Last night, Cole linked arms with his fellow conservatives and joined them as they jumped off the cliff together. Apparently, he discovered his affinity for tantrums over the last couple of months.
Also note, we know with certainty Speaker Boehner didn’t want this scenario. It was just earlier this month that he presented a proposal that would have avoided all of this, precisely because he didn’t want to end up where we are now. But the Speaker, who has little influence or control over what happens in his own chamber, simply lacked the courage and the strength to govern responsibly.

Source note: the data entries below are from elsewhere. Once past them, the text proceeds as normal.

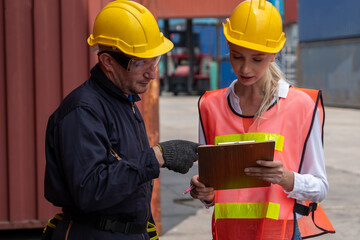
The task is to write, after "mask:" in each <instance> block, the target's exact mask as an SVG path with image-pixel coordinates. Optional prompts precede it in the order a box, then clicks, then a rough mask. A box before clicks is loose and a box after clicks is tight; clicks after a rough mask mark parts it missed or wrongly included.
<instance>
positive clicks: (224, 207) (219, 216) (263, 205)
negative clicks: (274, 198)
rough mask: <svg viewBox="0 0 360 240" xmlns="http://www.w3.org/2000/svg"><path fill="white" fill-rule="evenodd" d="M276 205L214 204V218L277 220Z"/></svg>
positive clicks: (224, 203) (250, 204)
mask: <svg viewBox="0 0 360 240" xmlns="http://www.w3.org/2000/svg"><path fill="white" fill-rule="evenodd" d="M279 212H280V204H278V203H272V202H269V203H215V208H214V218H215V219H226V218H251V219H259V218H270V219H275V220H278V219H279Z"/></svg>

What happens now is less clear. The Senate could reconvene today, reject the House bill, and urge House Republicans to act like grown-ups tomorrow — the last day before Monday night’s shutdown deadline. Or more likely, the upper chamber will gather in the morning, try to pass the same bill senators passed on Friday, and leave the House with just hours to keep the government’s lights on.
Either way, House Republicans continue to fail at completing even the most basic of tasks. The public doesn’t expect much of Congress anymore, but most seem to believe lawmakers should be able to keep the government’s doors open.
As things stand, that now appears unlikely.